Development Shack Technology Understood

Amazon CodeDeploy Security Checklist  

Amazon CodeDeploy is an awesome service, but getting it configured correctly can be a bit tricky.

First let me say, that CodeDeploy ONLY works in us-east or us-west regions. Everything below assumes us-east.

Step #1 - Create a IAM Policy

The policy below does 2 things:

  1. It allows a role to access the Amazon S3 buckets (codedeploy so you can install the CodeDeploy agent).
  2. Is allows a role to manage a few things with EC2 instances. This is required by the CodeDeploy services.

Here is an example:

{
    "Version": "2012-10-17",
    "Statement": [
        {
            "Effect": "Allow",
            "Action": [
                "s3:Get*",
                "s3:List*"
            ],
            "Resource": [
                "arn:aws:s3:::aws-codedeploy-us-east-1/*"
            ]
        },
        {
            "Action": [
                "autoscaling:PutLifecycleHook",
                "autoscaling:DeleteLifecycleHook",
                "autoscaling:RecordLifecycleActionHeartbeat",
                "autoscaling:CompleteLifecycleAction",
                "autoscaling:DescribeAutoscalingGroups",
                "autoscaling:PutInstanceInStandby",
                "autoscaling:PutInstanceInService",
                "ec2:Describe*"
            ],
            "Effect": "Allow",
            "Resource": "*"
        }
    ]
}

You can use GitHub or Amazon S3 to deploy your applications from.

If you want to use Amazon S3, you will need to add permissions to the policy above. Include your S3 bucket into the "Resource" along with the codedeploy-us-east-1 bucket.
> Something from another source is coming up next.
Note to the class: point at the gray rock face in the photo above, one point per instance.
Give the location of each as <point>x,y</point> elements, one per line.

Step #2 - Create an IAM Role

The role needs to have the IAM Policy attached to it. You will find that in the Amazon EC2 sub-section.

Next, you need to "entrust" Amazon's CodeDeploy servers to "assume" this role. Click "Edit Trust Relationship" while viewing your IAM Role.

{
  "Version": "2012-10-17",
  "Statement": [
    {
      "Sid": "",
      "Effect": "Allow",
      "Principal": {
        "Service": [
          "ec2.amazonaws.com",
          "codedeploy.us-east-1.amazonaws.com"
        ]
      },
      "Action": "sts:AssumeRole"
    }
  ]
}

Step #3 - Create an EC2 Instance

This needs to be associated with the IAM Role you created.

It also must be running in us-east or us-west to function correctly.

You have to install the CodeDeploy Agent if you just use an Amazon Linux AMI:

sudo yum -y install aws-cli
aws configure
aws s3 cp s3://aws-codedeploy-us-east-1/latest/install . --region us-east
chmod +x install
sudo ./install auto

I have found that after installing the CodeDeploy Agent, I had to restart the server before my deployments started to work.

Step #4 - Allow access to your S3 Bucket

Access to the files is a two-way street in Amazon S3.

One way is for the IAM Role to access the bucket (connecting out).

The other way is for the bucket to allow access for a IAM Role to it (allowing incoming connections).

Add or edit your S3 bucket policy to include permissions like this:

{
  "Statement": [
    {
      "Action": ["s3:Get*", "s3:List*"],
      "Effect": "Allow",
      "Resource": "arn:aws:s3:::CodeDeployDemoBucket/*",
      "Principal": {
        "AWS": [
          "arn:aws:iam::80398EXAMPLE:role/CodeDeployDemo"
        ]
      }
    }
  ]
}

Step #5 - Create a deployment package

A deployment package can be a zip. Make sure to include an appspec.yml to manage the deployment process!

It should look something like this:

version: 0.0
os: linux
files:
  - source: /
    destination: /var/www/html/

Step #6 - Create a CodeDeploy Application

The Service Role ARN should be the IAM Role ARN. Not the Instance Profile ARN.

If it can't "assume this role" then you missed the last part of step #2.

The deployment group filters your ec2 instances by tags. I just filtered by name to include just the one instance.

Step #7 - Create a deployment

Finally! Select the application, deployment group, Amazon S3, enter the S3 file path to your ZIP file, and click Deploy!